Pizzanın üne kavuşması 1889 yılında Kraliçe Margherita’nın; mozzarella peyniri, domates ve fesleğenli pizzayı tatmasıyla birlikte başlıyor. Bu tarihe kadar sadece yoksul halk tarafından tüketilen pizza, Kraliçe Margherita’nın kendisine sunulan pizzayı beğenip aşçı Esposito’ya teşekkür mektubu göndermesinden sonra zengin halkın sofrasını da süslüyor.
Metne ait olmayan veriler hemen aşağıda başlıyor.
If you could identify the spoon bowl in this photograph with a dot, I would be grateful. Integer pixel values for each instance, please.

Esposito’nun “Pietro” isimli pizza fırını, İtalya Kralı 1. Umberto’nun sarayı Palazzo di Capodimente ile komşudur. Kral ve kraliçe sarayda dinlenirken onları tam anlamıyla mutlu etmek isteyen saray aşçıları tüm hünerlerini göstererek envai çeşit yemek hazırlarlar. Kraliçe canının pizza istediğini söylediğinde ise işler biraz karışır. Asırlardır yoksulları yiyeceği olan pizzanın nasıl yapılacağı saray aşçıları tarafından bilinmemektedir. Pizzanın hızlıca servis edilebilmesi için hemen Esposito’ya sipariş verilir. Mozarella peyniri, domates ve fesleğenli pizzayı kraliçeye sunan Esposito, kraliçenin pizzanın ismini sorması üzerine heyecandan ne söylemesi gerektiğini unutur ve telaşla kraliçenin adını telaffuz eder. Pizzayı çok beğenen Kraliçe Margherita, Esposito’ya yazdığı mektupta söz konusu pizzadan “Pizza Margherita” şeklinde bahseder. Kraliçenin pizzayı çok sevmiş olması ve bunun için Esposito bir teşekkür mektubu yazması kısa zaman içinde tüm halk tarafından duyulur ve pizza yoksul sofralarından saray mutfağına girmeyi başarır.
Pizzanın dünya mutfaklarında yerini alması ise 1800’lü yılların sonuna doğru gerçekleşir. Amerika’ya göç eden İtalyanlar kendi mutfak kültürlerini de beraberinde götürürler. İtalyanların pizzasıyla tanışan Amerikan halkı da artık pizza yemeye başlar. Pizzanın halk tarafında kısa sürede kabul görmesi Amerikalı girişimcilerini harekete geçirir ve yıllar içinde ufak tefek malzeme değişiklikleri ile tüm dünya mutfaklarına servis edilir.